Nonfiction Reading That Kids Love

Open a newspaper for a treasure of learning opportunities.

By Amy Mascott
Nov 06, 2012



Nonfiction Reading That Kids Love

Nov 06, 2012

Newspapers hold a wealth of learning opportunities for our children. With the proper support from parents, newspapers can help develop creativity, reading skills, and math skills for our young learners. Before you know it, kids will fall in love with nonfiction reading, newspaper style.

Making a habit out of reading and sorting through the daily paper — or even weekend editions — will demonstrate how parents use the paper as a means for gathering information, learning about the world around them, and planning for future events.

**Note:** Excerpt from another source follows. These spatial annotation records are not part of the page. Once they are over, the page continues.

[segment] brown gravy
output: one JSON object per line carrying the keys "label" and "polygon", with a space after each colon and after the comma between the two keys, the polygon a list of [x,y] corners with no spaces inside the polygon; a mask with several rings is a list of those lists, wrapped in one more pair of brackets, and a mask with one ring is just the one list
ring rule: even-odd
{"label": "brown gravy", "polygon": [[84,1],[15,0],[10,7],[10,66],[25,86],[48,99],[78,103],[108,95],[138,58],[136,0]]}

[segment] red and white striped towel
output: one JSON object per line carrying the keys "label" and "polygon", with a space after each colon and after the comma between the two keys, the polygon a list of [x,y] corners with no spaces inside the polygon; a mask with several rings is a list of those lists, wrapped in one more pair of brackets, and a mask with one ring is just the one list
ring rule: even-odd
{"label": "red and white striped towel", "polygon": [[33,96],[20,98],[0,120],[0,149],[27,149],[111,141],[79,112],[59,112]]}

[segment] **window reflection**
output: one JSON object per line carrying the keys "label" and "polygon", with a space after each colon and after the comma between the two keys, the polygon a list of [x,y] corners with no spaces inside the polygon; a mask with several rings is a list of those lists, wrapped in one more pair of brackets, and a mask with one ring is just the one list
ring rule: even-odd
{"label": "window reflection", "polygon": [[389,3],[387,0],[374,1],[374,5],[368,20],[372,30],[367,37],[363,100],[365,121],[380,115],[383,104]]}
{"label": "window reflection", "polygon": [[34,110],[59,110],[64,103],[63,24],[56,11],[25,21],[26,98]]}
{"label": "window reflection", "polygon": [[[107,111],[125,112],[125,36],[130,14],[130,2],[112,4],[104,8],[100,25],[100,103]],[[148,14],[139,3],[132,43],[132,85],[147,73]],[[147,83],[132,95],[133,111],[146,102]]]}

Here’s a section-by-section look at how newspapers can be used, even with younger learners:

  • The World Section of the newspaper often contains the most eye-catching photographs and eye-popping headlines. If the photos or headlines are not too scary for young children (sometimes they are!), use them to talk about world events. Look at the photographs and read the headlines, then model for your children how to make logical predictions using both. Talk about what the children know about the topic and what they might learn if they read the article.
  • Most newspapers’ Local Section holds the weather forecast, which is a super place to begin reading each day. Show your children the week’s forecast, and have them count the number of sunny, rainy, cloudy, or snowy days. Discuss which weather you’ll see the most and which you’ll see the least. Talk about what you need to wear or have with you in order to be best prepared for the day’s weather.
  • The Style or Arts Section often contains the comics and Kids’ Section, which are great supports for emerging readers. Cover the words in a comic strip and have your child make up her own silly story using the pictures in each box; this is a great way to stretch little ones’ imaginations and to create beginning, middle, and end events. Many papers have a Kids’ Section, and whether it’s one page or several, the articles and photos are usually kid-friendly and easier to read. Read the article to your child — or support him as he reads — and talk about the contents. Consider using the Internet to search for more information.
  • The photographs in the Sports Section are often stories in themselves. Point out the sports being played in each picture, taking a minute to talk about the variety of athletes, equipment, and locations where each sport is played. For slightly older learners, the box scores are a super place to stop and talk about numbers, especially averages and differences between winning and losing scores!
  • There’s no need to overlook the Coupon Insert because the colors, pictures, and numbers can be used for playing games with math. Give your child a pair of safe scissors, and roll through the alphabet, searching first for anything that begins with an A, then a B, then C, and so on. Collect your pictures, then glue them on paper for a colorful alphabet reference. Or give your child a marker, and do the same thing with numbers: hunt for a 1, 2, 3, or specific monetary amounts — 25, 50, or 75 cents. Go on a hunt for the biggest coupon amount.

Even if your children are young, the newspaper is a fantastic way of incorporating nonfiction texts into your every day.